Python Post-Grad Road Map

So it’s after week 10 and the Code Fellows 401: Python class is now over. You’ve turned off your Django Imager instances, slept for a few days straight or whatever your body called for, and now you’re up and ready to do something more. The frenzied pace that we’ve worked at for 2.5 months is gone, and the only pressure to perform is the pressure of unemployment. It’s terrifying, but it’s not as pressing when there isn’t a concrete deadline to hit.

The main danger of this point in time, between the end of class and the start of your careers, is the temptation to ease off on sharpening your skills. It’s easier to make excuses now; easier to let other priorities get in the way.

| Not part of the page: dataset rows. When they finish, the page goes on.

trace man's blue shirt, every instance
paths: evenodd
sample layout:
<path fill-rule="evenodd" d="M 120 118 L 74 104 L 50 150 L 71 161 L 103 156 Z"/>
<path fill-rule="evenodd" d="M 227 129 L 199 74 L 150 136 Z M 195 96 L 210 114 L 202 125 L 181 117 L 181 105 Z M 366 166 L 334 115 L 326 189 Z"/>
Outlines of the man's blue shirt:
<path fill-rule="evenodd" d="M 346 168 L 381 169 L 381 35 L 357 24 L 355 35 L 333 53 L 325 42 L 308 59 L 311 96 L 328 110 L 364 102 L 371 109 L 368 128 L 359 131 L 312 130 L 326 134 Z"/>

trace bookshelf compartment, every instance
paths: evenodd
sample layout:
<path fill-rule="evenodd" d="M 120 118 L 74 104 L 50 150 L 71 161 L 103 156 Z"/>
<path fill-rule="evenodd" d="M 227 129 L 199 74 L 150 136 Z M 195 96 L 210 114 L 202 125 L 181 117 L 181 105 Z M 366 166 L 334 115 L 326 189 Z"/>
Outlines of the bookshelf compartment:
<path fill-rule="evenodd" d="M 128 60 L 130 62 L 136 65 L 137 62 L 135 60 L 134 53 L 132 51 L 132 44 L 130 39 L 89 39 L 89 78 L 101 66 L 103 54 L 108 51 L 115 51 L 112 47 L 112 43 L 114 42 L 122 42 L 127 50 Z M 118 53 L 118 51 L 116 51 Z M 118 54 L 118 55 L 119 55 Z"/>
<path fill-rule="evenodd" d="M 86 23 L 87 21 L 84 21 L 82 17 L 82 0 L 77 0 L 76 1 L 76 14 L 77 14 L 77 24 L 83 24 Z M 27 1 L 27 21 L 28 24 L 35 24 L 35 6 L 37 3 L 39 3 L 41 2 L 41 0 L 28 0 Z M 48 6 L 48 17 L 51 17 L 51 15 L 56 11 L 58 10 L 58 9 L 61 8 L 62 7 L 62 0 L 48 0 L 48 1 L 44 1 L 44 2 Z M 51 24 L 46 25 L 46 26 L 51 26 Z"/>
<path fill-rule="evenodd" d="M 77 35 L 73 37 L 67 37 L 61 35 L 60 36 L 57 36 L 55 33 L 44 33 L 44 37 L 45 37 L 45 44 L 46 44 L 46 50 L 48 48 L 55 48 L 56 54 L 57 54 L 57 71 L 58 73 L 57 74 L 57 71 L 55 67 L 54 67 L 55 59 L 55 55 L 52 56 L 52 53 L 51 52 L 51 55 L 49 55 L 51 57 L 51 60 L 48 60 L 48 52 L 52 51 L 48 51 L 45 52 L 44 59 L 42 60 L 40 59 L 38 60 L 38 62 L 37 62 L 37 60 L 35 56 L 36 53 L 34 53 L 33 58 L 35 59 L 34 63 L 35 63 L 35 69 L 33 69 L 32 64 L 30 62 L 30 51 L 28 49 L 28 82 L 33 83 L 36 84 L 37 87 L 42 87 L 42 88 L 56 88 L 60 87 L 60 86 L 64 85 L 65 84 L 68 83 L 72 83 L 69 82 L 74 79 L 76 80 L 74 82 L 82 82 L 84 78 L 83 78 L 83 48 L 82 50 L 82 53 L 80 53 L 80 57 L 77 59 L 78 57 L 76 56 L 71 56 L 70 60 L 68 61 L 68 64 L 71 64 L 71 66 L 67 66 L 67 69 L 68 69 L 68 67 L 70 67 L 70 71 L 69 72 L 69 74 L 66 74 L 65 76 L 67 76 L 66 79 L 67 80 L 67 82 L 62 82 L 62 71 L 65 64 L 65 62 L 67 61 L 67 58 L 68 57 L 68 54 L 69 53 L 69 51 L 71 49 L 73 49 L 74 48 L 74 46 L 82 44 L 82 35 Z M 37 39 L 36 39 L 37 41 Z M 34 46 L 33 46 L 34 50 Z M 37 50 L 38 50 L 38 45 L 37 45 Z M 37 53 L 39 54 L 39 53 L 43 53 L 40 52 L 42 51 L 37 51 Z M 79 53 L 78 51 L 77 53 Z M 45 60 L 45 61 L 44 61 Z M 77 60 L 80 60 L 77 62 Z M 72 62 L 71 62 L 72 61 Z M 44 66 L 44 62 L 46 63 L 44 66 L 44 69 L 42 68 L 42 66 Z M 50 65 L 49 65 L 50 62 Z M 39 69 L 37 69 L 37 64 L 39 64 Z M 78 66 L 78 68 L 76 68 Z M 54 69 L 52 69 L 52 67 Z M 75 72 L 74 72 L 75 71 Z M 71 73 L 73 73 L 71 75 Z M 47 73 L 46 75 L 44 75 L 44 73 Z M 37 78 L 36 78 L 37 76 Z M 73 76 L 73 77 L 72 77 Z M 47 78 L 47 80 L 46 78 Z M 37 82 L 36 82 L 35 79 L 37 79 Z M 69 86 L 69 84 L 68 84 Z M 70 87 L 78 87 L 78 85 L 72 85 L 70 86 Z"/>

However, a muscle unused becomes atrophied and skillsets are no different. Consistent practice keeps you sharp and is good to make a habit of, but consistent practice is simply maintenance on the skills that you already have. True growth as a developer, and in general, comes from making the habit of adding new things to your repertoire.

What new tools should you add to your skillset? How much time should you allocate to practice vs exploration? When do you find time to stay on top of the job application process?

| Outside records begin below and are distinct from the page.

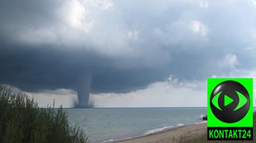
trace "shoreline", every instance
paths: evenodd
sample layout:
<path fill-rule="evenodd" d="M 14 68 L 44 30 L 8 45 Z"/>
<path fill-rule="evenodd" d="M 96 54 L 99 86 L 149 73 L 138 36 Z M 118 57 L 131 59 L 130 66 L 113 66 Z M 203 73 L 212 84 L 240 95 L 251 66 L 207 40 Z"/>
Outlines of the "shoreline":
<path fill-rule="evenodd" d="M 198 134 L 206 130 L 207 122 L 202 122 L 191 124 L 178 125 L 170 127 L 163 130 L 141 135 L 137 137 L 128 137 L 119 139 L 110 139 L 100 142 L 100 143 L 136 143 L 136 142 L 158 142 L 163 139 L 171 139 L 181 136 L 191 136 Z M 153 129 L 154 130 L 154 129 Z M 169 142 L 170 142 L 170 141 Z"/>

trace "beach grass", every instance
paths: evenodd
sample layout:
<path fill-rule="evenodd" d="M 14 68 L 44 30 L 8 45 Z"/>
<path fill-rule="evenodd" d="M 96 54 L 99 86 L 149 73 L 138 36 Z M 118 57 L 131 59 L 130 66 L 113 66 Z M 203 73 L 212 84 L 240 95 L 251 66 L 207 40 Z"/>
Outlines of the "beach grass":
<path fill-rule="evenodd" d="M 25 94 L 12 92 L 0 86 L 0 142 L 89 142 L 83 130 L 69 125 L 61 107 L 40 108 Z"/>

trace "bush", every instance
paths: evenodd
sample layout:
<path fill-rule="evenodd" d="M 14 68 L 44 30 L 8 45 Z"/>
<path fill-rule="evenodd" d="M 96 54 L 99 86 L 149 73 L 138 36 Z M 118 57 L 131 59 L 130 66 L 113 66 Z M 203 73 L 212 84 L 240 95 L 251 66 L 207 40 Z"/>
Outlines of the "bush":
<path fill-rule="evenodd" d="M 54 107 L 54 105 L 53 105 Z M 39 108 L 22 93 L 0 86 L 0 142 L 87 142 L 78 128 L 70 127 L 61 107 Z"/>

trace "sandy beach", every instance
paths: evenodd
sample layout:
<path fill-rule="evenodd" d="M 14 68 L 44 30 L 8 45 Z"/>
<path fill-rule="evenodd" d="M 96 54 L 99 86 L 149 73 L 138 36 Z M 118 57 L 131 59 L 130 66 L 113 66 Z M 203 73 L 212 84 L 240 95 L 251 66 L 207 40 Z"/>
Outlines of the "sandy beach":
<path fill-rule="evenodd" d="M 163 132 L 149 134 L 146 136 L 119 141 L 117 143 L 156 143 L 172 142 L 173 138 L 183 136 L 186 138 L 193 135 L 200 134 L 206 131 L 206 123 L 183 126 Z"/>

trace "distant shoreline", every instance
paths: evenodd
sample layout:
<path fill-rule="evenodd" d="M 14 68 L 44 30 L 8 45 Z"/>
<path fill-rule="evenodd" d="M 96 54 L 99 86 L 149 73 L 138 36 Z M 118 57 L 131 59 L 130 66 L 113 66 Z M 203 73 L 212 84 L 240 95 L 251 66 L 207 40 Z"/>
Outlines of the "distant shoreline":
<path fill-rule="evenodd" d="M 163 131 L 152 133 L 145 136 L 120 139 L 113 141 L 105 141 L 104 142 L 111 143 L 137 143 L 137 142 L 159 142 L 159 141 L 171 140 L 173 137 L 181 136 L 191 136 L 199 134 L 206 131 L 207 123 L 196 123 L 183 126 L 176 127 Z"/>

This Road Map will begin to answer those questions, but is not a hard-and-fast plan for everyone. Read it through and do what works best for you, modifying the contents with what fits your schedule, your finances, and your interests.

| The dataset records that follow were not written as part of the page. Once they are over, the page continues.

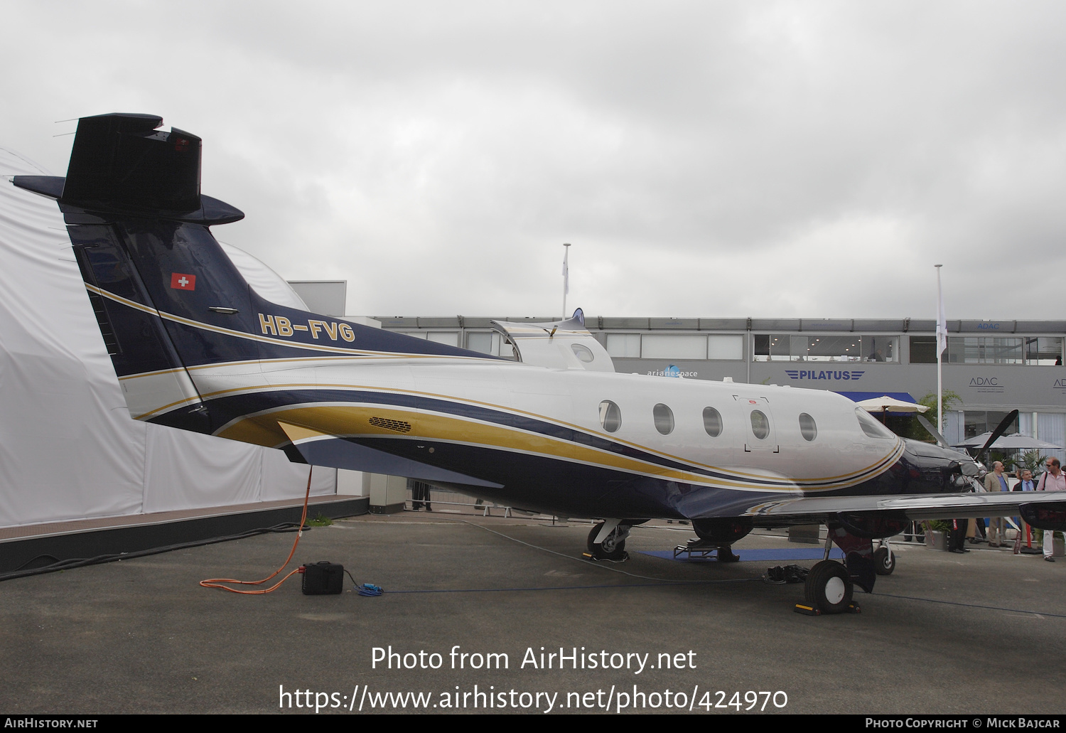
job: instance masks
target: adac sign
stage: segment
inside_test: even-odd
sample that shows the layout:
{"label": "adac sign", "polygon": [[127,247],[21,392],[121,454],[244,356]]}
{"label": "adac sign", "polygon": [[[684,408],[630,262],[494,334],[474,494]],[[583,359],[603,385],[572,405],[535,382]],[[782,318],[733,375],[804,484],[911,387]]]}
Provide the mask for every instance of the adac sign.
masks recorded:
{"label": "adac sign", "polygon": [[971,377],[967,387],[978,393],[1003,394],[1003,382],[999,377]]}
{"label": "adac sign", "polygon": [[833,379],[855,381],[866,371],[837,371],[835,369],[786,369],[789,379]]}

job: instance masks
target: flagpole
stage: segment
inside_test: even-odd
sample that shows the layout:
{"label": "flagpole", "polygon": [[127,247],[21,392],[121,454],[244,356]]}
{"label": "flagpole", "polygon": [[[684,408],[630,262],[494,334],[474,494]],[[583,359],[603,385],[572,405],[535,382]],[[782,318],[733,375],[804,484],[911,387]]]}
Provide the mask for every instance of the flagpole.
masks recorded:
{"label": "flagpole", "polygon": [[570,245],[563,244],[563,320],[566,320],[566,293],[570,291]]}
{"label": "flagpole", "polygon": [[943,434],[943,349],[948,346],[948,322],[943,313],[940,268],[936,265],[936,427]]}

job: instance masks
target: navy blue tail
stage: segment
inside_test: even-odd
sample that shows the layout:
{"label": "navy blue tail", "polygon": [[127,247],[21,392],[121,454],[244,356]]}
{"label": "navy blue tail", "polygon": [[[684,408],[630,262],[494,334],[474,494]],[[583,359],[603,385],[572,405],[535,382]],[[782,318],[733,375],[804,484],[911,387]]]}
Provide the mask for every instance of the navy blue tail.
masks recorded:
{"label": "navy blue tail", "polygon": [[59,201],[134,417],[217,429],[210,398],[189,372],[205,365],[258,370],[270,360],[375,354],[485,358],[260,298],[209,228],[244,214],[200,194],[200,139],[161,125],[144,114],[83,117],[65,179],[14,180]]}

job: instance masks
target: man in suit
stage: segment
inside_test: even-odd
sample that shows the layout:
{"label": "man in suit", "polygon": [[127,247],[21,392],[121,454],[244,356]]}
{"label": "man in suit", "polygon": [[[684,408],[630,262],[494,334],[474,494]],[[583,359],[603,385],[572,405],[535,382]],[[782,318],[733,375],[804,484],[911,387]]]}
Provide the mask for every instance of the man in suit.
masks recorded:
{"label": "man in suit", "polygon": [[[985,476],[985,491],[1011,491],[1006,484],[1006,476],[1003,475],[1003,464],[996,461],[992,464],[991,473]],[[992,516],[988,520],[988,546],[1003,546],[1003,517]]]}

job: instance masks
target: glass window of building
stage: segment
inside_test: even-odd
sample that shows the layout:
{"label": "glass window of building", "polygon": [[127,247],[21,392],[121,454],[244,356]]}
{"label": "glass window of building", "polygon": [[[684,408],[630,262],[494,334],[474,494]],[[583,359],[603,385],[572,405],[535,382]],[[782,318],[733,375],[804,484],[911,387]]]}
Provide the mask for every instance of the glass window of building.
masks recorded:
{"label": "glass window of building", "polygon": [[707,358],[707,336],[702,334],[644,334],[643,358]]}
{"label": "glass window of building", "polygon": [[807,336],[755,334],[754,362],[802,362],[807,358]]}
{"label": "glass window of building", "polygon": [[910,337],[910,363],[936,364],[936,336]]}
{"label": "glass window of building", "polygon": [[674,431],[674,411],[660,402],[651,409],[651,416],[656,420],[656,430],[663,435],[669,435]]}
{"label": "glass window of building", "polygon": [[600,402],[600,425],[609,433],[613,433],[621,427],[621,410],[611,400]]}
{"label": "glass window of building", "polygon": [[761,410],[752,411],[752,433],[760,441],[770,435],[770,418]]}
{"label": "glass window of building", "polygon": [[711,437],[722,434],[722,413],[714,408],[704,408],[704,430]]}
{"label": "glass window of building", "polygon": [[612,358],[640,358],[641,334],[609,333],[607,335],[607,352]]}
{"label": "glass window of building", "polygon": [[867,362],[900,363],[900,337],[862,335],[862,358]]}
{"label": "glass window of building", "polygon": [[949,364],[1021,364],[1022,339],[998,336],[949,336]]}
{"label": "glass window of building", "polygon": [[744,358],[744,337],[740,334],[733,336],[708,336],[707,337],[707,358],[718,358],[728,361],[741,361]]}
{"label": "glass window of building", "polygon": [[1025,336],[1025,364],[1031,366],[1061,366],[1063,363],[1062,336]]}
{"label": "glass window of building", "polygon": [[796,336],[757,334],[756,362],[889,362],[900,361],[900,337],[849,334]]}
{"label": "glass window of building", "polygon": [[[1010,414],[1010,411],[978,411],[978,410],[967,410],[963,413],[963,437],[964,440],[969,440],[975,435],[981,435],[982,433],[991,432],[995,430],[1000,421]],[[1004,435],[1011,435],[1018,432],[1018,418],[1015,417],[1014,421],[1006,429]],[[1041,435],[1043,437],[1043,435]]]}

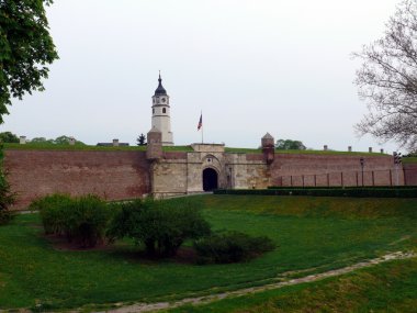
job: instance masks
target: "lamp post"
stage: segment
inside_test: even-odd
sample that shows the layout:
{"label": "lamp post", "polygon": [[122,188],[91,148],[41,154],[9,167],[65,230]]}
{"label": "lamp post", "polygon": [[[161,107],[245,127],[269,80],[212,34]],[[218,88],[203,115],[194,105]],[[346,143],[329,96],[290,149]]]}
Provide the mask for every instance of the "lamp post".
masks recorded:
{"label": "lamp post", "polygon": [[364,158],[361,157],[361,158],[359,159],[359,161],[361,163],[361,168],[362,168],[362,187],[363,187],[363,167],[364,167]]}

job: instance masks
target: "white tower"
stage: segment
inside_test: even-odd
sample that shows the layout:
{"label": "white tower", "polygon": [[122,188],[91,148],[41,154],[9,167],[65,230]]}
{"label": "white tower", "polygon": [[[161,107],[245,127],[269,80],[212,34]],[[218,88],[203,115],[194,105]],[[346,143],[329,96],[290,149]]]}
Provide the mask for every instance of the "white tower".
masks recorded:
{"label": "white tower", "polygon": [[169,96],[162,87],[160,74],[158,81],[158,88],[153,97],[153,128],[157,128],[162,133],[162,146],[172,146],[171,108],[169,107]]}

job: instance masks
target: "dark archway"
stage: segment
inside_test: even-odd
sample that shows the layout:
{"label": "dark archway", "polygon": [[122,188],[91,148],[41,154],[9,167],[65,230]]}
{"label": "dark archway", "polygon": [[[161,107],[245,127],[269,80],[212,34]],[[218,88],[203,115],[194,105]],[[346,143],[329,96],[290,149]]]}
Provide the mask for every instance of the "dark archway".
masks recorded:
{"label": "dark archway", "polygon": [[213,191],[218,187],[217,171],[213,168],[206,168],[203,170],[203,190]]}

Tips on Structuring Time and Accountability

The main thing missing from post-graduate, pre-employment life is structure and accountability. There’s nowhere to be at 9am, and nothing to get done by 5pm. There are no partners to keep up or communicate with unless you forge those relationships yourself.

So, create your own time schedule and find someone to keep you accountable. Here’s a guideline for separating your concerns throughout your day:

Any Given Weekday...

  • 2 hours: interview prep
  • 3 hours: job search
  • 3 hours: personal project work
  • Other Unclaimed Time: more personal project work
  • Evening Hours: attend meetups

Interview Prep (2 hours)

Interview preparation considers only the actual interview process; what happens when you get a call or an on-site interview. There are two main things to prepare for here: coding questions and behavioral questions.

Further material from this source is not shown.